The old adage 'cash gets the best deal' may no longer be true, as it's popularity and use is dwindling in favour of electronic methods.
Paying with cash helps people track spending. But in the COVID-19 environment, handling bills and coins increases the risk of the virus spreading. Accepting cash requires businesses to keep change and bank the money.
At women's activewear brand Lorna Jane, a sign displayed inside the Ponsonby store says: 'We are cashless'.
Among the customer benefits cited on the sign are saving money, no rounding, faster service, increased security and trackable purchase history.
"We were cashless pre-COVID: quite a few stores around here are. It's better for the environment… we can't even take cash as we have no till," a staff member told Newshub.
Wild Wheat operations manager Sarah Fearnside believes people should be able to buy essential items, including a loaf of bread, from pocket change. Shops accept cash, but following contactless payments during lockdown, the 'new normal' is now preferred.

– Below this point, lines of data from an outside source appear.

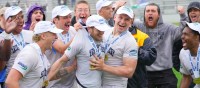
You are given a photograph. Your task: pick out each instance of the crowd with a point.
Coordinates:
(103, 50)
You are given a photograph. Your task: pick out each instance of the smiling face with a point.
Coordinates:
(20, 22)
(151, 16)
(194, 14)
(122, 22)
(63, 22)
(82, 11)
(96, 34)
(189, 38)
(106, 12)
(37, 15)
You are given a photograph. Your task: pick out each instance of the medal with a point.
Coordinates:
(106, 57)
(196, 80)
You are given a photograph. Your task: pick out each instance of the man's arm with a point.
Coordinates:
(185, 82)
(56, 67)
(127, 70)
(13, 78)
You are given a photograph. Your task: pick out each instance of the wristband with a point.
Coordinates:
(7, 36)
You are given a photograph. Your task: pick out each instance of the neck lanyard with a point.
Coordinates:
(21, 43)
(65, 39)
(41, 56)
(107, 45)
(195, 68)
(97, 50)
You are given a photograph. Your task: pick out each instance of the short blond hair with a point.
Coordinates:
(36, 37)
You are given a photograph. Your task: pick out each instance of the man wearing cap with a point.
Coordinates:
(189, 55)
(61, 16)
(85, 45)
(19, 37)
(121, 52)
(105, 9)
(31, 65)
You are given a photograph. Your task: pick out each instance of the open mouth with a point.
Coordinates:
(150, 18)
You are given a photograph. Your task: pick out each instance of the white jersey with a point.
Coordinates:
(82, 49)
(32, 65)
(68, 80)
(19, 42)
(186, 67)
(124, 46)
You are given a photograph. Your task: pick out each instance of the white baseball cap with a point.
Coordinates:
(61, 10)
(11, 11)
(46, 26)
(125, 10)
(194, 26)
(102, 3)
(98, 22)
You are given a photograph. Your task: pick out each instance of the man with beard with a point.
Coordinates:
(19, 37)
(31, 65)
(121, 52)
(85, 45)
(189, 55)
(163, 35)
(61, 16)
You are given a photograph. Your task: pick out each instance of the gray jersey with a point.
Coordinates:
(82, 49)
(19, 41)
(66, 81)
(186, 67)
(125, 46)
(32, 65)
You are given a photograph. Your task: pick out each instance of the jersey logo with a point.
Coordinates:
(14, 49)
(92, 52)
(111, 51)
(43, 73)
(23, 66)
(133, 53)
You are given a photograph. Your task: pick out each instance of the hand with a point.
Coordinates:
(119, 3)
(97, 63)
(10, 24)
(180, 9)
(32, 26)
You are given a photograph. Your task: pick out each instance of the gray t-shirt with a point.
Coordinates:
(19, 41)
(32, 65)
(66, 81)
(82, 49)
(186, 67)
(125, 46)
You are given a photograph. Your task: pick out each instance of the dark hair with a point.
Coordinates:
(82, 2)
(153, 4)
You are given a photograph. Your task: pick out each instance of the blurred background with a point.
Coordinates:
(168, 7)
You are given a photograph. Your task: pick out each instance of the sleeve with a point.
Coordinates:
(147, 53)
(75, 46)
(183, 69)
(25, 62)
(131, 48)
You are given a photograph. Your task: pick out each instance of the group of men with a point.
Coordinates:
(108, 50)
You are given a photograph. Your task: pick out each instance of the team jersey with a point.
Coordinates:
(82, 49)
(186, 67)
(19, 42)
(118, 48)
(32, 65)
(66, 81)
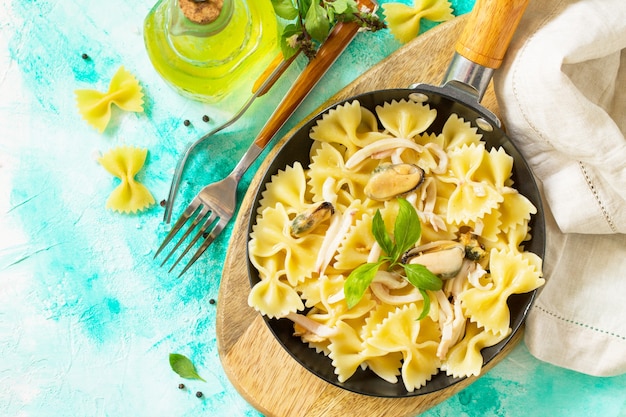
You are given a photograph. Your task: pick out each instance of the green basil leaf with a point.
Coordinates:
(407, 229)
(303, 6)
(287, 49)
(426, 308)
(183, 366)
(380, 234)
(358, 281)
(422, 278)
(316, 22)
(285, 9)
(343, 6)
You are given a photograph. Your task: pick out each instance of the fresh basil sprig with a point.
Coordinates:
(406, 232)
(183, 366)
(311, 21)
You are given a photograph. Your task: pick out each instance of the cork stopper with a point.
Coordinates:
(202, 12)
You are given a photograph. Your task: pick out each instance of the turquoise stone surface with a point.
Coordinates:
(87, 317)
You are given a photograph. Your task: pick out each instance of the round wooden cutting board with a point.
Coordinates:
(257, 365)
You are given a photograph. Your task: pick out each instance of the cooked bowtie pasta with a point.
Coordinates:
(466, 195)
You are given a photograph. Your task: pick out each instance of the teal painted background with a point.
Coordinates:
(87, 318)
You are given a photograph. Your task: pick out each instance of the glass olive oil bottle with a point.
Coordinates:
(212, 50)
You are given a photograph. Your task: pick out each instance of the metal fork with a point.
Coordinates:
(215, 204)
(258, 92)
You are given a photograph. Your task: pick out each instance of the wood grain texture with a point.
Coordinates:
(257, 365)
(490, 27)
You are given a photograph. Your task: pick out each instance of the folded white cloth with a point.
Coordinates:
(562, 96)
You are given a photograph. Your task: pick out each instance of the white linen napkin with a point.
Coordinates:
(562, 97)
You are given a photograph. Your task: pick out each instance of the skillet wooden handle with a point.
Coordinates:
(489, 29)
(333, 46)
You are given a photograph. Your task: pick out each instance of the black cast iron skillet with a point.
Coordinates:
(479, 51)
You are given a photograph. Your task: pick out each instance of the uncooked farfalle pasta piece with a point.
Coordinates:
(467, 196)
(125, 162)
(124, 91)
(404, 21)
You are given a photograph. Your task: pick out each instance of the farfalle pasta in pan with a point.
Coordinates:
(316, 226)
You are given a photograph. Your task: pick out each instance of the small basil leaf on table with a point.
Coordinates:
(183, 366)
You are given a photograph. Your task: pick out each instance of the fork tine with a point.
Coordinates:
(207, 242)
(210, 219)
(177, 226)
(202, 214)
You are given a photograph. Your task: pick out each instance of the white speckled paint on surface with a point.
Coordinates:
(87, 319)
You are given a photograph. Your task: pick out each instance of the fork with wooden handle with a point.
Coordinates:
(213, 207)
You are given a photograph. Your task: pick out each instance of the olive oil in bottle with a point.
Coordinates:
(212, 50)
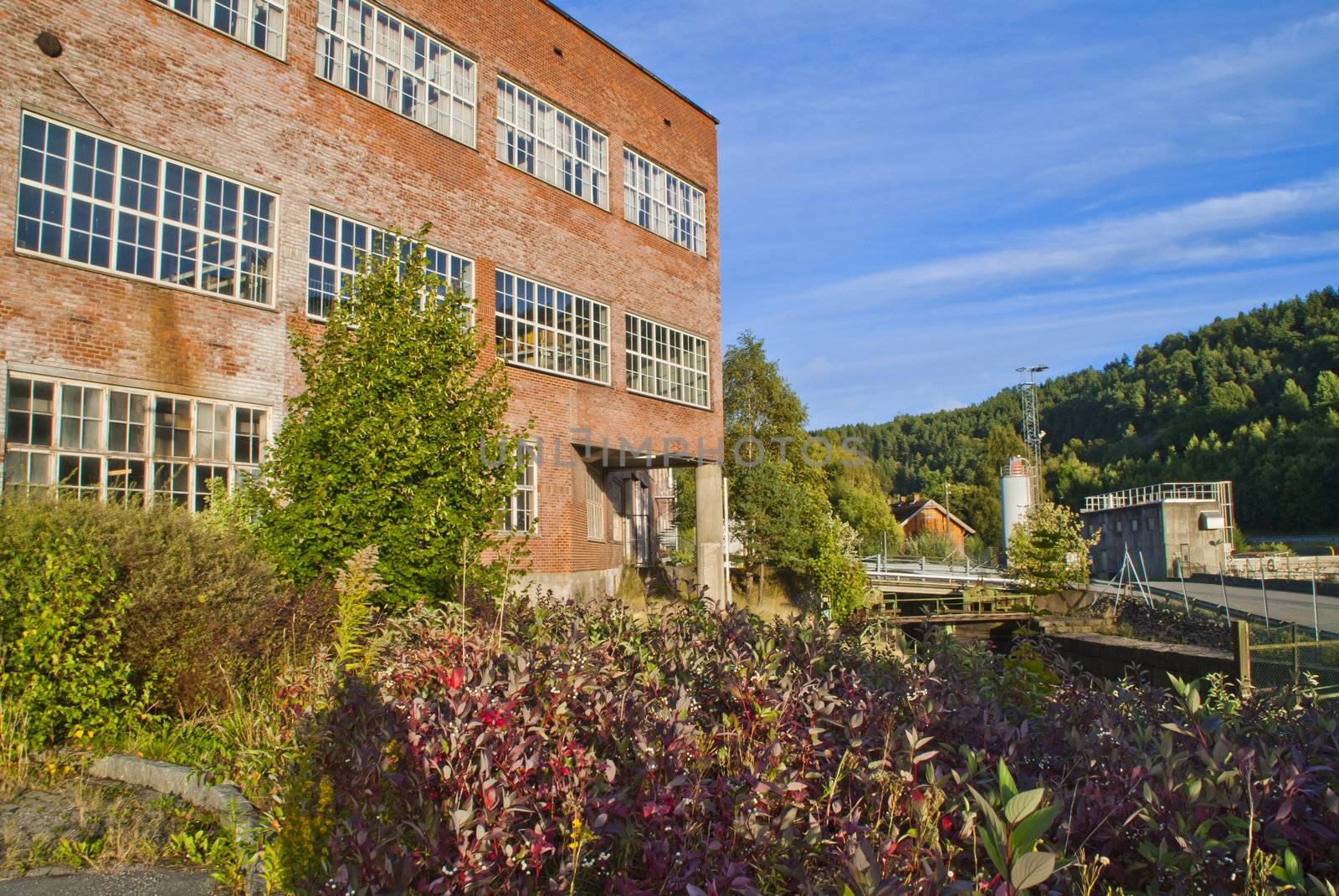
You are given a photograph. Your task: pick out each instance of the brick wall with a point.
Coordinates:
(151, 77)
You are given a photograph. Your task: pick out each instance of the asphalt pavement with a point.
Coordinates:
(1285, 606)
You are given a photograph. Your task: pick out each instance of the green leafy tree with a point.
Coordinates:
(1327, 390)
(778, 501)
(859, 499)
(395, 443)
(1048, 550)
(1294, 402)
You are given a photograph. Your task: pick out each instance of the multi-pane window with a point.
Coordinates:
(370, 53)
(663, 202)
(548, 329)
(664, 362)
(102, 204)
(259, 23)
(595, 504)
(522, 509)
(338, 245)
(125, 445)
(556, 147)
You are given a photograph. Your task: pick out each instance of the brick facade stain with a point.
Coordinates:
(151, 77)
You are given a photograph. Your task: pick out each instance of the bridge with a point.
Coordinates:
(921, 591)
(921, 576)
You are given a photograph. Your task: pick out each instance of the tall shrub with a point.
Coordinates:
(198, 604)
(385, 445)
(1048, 550)
(60, 661)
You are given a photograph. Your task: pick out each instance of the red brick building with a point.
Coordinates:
(192, 180)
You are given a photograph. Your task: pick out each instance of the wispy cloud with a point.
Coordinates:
(1185, 236)
(919, 196)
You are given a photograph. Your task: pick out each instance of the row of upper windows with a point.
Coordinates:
(372, 53)
(106, 205)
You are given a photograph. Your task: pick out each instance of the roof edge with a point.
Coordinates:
(654, 77)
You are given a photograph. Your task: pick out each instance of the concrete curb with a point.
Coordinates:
(236, 812)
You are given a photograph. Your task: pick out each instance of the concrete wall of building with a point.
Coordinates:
(146, 75)
(1160, 532)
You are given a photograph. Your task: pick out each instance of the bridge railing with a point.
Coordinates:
(883, 570)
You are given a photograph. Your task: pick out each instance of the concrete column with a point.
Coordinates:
(711, 523)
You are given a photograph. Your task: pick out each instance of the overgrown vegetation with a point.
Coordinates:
(1048, 552)
(397, 441)
(794, 506)
(109, 614)
(586, 751)
(1254, 399)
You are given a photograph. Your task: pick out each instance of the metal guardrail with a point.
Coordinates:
(919, 571)
(1182, 601)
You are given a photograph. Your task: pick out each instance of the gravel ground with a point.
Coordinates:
(1164, 624)
(111, 835)
(124, 882)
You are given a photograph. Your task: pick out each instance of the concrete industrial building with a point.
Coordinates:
(194, 180)
(1168, 528)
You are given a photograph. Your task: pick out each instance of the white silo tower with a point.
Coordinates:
(1015, 494)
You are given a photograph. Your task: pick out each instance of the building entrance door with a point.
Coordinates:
(636, 513)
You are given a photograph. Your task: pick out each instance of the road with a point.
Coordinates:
(1285, 606)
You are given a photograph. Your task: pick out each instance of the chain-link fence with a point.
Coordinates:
(1285, 654)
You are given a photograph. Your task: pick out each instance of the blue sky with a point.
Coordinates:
(916, 198)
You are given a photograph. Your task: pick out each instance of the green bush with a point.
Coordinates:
(198, 603)
(59, 659)
(932, 545)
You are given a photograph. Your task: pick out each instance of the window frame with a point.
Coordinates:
(374, 231)
(516, 322)
(506, 131)
(111, 459)
(659, 207)
(283, 6)
(595, 499)
(118, 211)
(372, 50)
(629, 354)
(522, 488)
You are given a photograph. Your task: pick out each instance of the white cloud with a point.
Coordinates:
(1185, 236)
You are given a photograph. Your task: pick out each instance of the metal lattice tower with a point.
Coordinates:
(1031, 428)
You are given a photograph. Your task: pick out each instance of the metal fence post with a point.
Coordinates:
(1316, 610)
(1265, 593)
(1242, 651)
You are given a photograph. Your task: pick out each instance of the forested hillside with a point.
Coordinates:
(1254, 399)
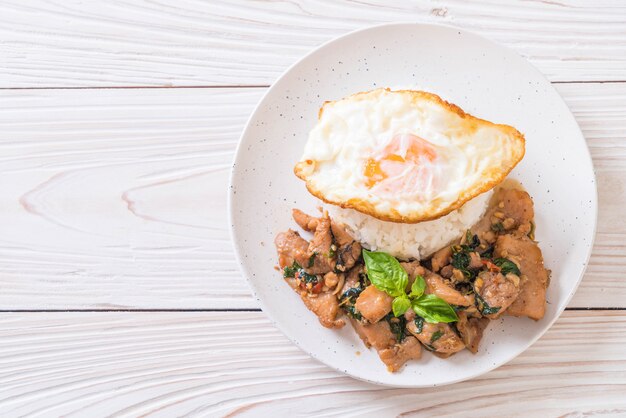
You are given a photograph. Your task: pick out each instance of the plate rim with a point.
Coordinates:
(236, 243)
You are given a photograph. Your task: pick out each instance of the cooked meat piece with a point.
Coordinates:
(475, 261)
(377, 335)
(322, 238)
(331, 279)
(441, 258)
(531, 301)
(306, 222)
(352, 279)
(373, 304)
(436, 285)
(505, 204)
(412, 269)
(439, 338)
(447, 271)
(395, 356)
(342, 237)
(291, 247)
(471, 330)
(325, 306)
(348, 255)
(497, 290)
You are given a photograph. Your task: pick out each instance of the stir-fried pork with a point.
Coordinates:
(373, 304)
(471, 330)
(436, 285)
(398, 354)
(439, 338)
(526, 254)
(292, 247)
(497, 291)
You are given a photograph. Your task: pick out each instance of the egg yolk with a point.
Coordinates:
(404, 159)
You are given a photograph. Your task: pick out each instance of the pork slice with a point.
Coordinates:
(291, 247)
(342, 237)
(441, 258)
(471, 330)
(524, 252)
(348, 255)
(397, 355)
(510, 207)
(326, 306)
(497, 291)
(413, 269)
(377, 335)
(352, 279)
(436, 285)
(373, 304)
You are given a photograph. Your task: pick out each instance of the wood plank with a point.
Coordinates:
(47, 43)
(237, 364)
(117, 198)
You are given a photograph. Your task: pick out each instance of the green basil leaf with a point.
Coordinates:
(385, 273)
(419, 324)
(290, 271)
(484, 308)
(418, 287)
(312, 259)
(507, 266)
(436, 335)
(400, 305)
(434, 309)
(460, 260)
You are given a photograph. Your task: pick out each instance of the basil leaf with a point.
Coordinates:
(434, 309)
(385, 273)
(419, 324)
(484, 308)
(351, 294)
(400, 305)
(290, 271)
(507, 266)
(418, 287)
(436, 335)
(312, 259)
(497, 227)
(460, 260)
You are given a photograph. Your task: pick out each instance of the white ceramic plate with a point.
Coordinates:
(484, 79)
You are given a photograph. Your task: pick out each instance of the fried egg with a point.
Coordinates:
(404, 156)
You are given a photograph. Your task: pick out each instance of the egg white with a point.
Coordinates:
(472, 155)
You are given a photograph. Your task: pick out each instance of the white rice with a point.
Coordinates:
(406, 241)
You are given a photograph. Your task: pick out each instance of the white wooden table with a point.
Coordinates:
(119, 290)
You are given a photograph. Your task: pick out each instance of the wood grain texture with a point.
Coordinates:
(115, 199)
(237, 364)
(48, 43)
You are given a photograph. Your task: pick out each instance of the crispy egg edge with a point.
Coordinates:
(494, 176)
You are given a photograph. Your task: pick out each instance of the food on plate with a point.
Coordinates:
(404, 156)
(445, 245)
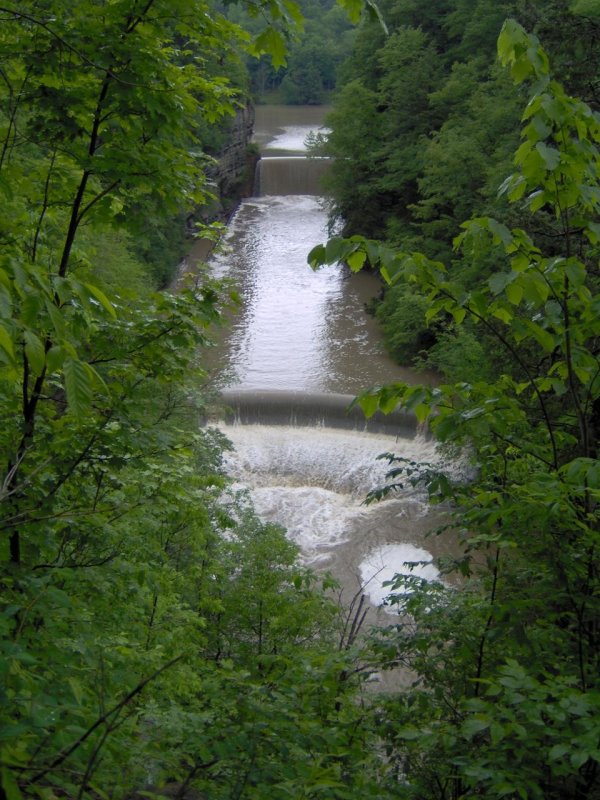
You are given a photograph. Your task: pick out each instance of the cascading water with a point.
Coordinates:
(300, 345)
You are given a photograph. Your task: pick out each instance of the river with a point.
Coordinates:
(304, 334)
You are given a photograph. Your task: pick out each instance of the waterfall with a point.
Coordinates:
(294, 358)
(289, 175)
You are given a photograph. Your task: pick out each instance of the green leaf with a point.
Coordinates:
(6, 343)
(271, 42)
(550, 155)
(99, 295)
(356, 260)
(77, 386)
(10, 785)
(35, 351)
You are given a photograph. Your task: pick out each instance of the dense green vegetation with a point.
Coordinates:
(424, 130)
(506, 697)
(158, 640)
(154, 634)
(314, 54)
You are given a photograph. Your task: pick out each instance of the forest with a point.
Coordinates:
(158, 639)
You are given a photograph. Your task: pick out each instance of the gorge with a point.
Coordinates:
(299, 349)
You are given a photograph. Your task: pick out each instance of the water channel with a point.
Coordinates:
(300, 346)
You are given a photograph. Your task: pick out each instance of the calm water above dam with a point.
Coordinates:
(304, 334)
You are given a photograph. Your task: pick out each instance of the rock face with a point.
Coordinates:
(231, 173)
(232, 177)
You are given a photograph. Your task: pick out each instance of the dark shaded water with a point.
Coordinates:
(301, 340)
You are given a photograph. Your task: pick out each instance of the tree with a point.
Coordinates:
(505, 703)
(114, 521)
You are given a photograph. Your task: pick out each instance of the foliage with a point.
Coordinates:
(505, 698)
(156, 637)
(440, 125)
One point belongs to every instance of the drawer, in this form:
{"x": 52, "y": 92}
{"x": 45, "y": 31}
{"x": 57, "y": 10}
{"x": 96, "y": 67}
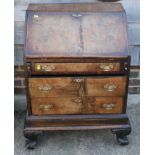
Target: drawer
{"x": 60, "y": 105}
{"x": 106, "y": 86}
{"x": 104, "y": 105}
{"x": 75, "y": 68}
{"x": 56, "y": 87}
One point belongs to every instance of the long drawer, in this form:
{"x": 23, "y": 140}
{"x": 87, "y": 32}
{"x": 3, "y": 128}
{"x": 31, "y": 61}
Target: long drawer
{"x": 56, "y": 87}
{"x": 77, "y": 68}
{"x": 82, "y": 86}
{"x": 107, "y": 86}
{"x": 77, "y": 105}
{"x": 56, "y": 105}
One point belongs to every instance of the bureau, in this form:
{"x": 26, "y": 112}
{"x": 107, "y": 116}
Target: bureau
{"x": 76, "y": 69}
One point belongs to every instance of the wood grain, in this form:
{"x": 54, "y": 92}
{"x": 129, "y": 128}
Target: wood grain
{"x": 59, "y": 105}
{"x": 57, "y": 87}
{"x": 101, "y": 105}
{"x": 89, "y": 35}
{"x": 96, "y": 86}
{"x": 74, "y": 68}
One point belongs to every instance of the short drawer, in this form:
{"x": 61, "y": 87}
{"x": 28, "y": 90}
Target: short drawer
{"x": 106, "y": 86}
{"x": 104, "y": 105}
{"x": 60, "y": 105}
{"x": 56, "y": 87}
{"x": 72, "y": 68}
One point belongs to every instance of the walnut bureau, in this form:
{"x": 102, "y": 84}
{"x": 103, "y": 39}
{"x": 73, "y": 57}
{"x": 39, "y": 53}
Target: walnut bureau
{"x": 76, "y": 69}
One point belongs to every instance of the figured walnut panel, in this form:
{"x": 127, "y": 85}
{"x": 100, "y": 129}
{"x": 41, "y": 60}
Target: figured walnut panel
{"x": 56, "y": 87}
{"x": 107, "y": 86}
{"x": 104, "y": 105}
{"x": 59, "y": 105}
{"x": 65, "y": 68}
{"x": 72, "y": 34}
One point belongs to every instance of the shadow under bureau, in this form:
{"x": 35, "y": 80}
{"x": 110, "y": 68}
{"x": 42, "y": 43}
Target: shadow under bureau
{"x": 76, "y": 69}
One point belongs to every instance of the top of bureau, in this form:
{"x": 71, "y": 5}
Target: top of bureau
{"x": 76, "y": 30}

"Staff are reluctant to handle cash due to fear of COVID-19," she said.
"Pre-COVID, the percentage of overall takings [was] around 15-18 percent of weekly turnover… we [now] receive half the number of cash payments than we did," Fearnside added.
Banks could do more to improve systems for banking cash and ordering change, she says. Although electronic payments are preferred, following the end of the PayWave fee waiver in June, increased use has cost more in merchant fees.
Retail New Zealand chief executive Greg Harford, said although some customers prefer cash, many find it inconvenient.
"The vast majority of retailers already accept electronic payments through EFTPOS, but not all accept credit cards or contactless debit cards because of the bank charges associated with them," Harford said.
A Reserve Bank spokesperson confirmed that as long as retailers let customers know before they shop or use services, there's no legal requirement to accept cash. However, those offering essential services should make provision for people who can only pay cash.
A global payments report from Worldpay, a provider of payment processing and technology, indicates that by 2023, cash will be used for less than one in five transactions. Use of digital and mobile wallets, using apps such as Apple Pay and Google Pay is expected to keep growing.
Worldpay general manager global eCommerce Phil Pomford, said before the pandemic started, the number of Kiwis using cash was already in steep decline.
"With concerns around safety and hygiene in handling cash, this trend has accelerated," he said.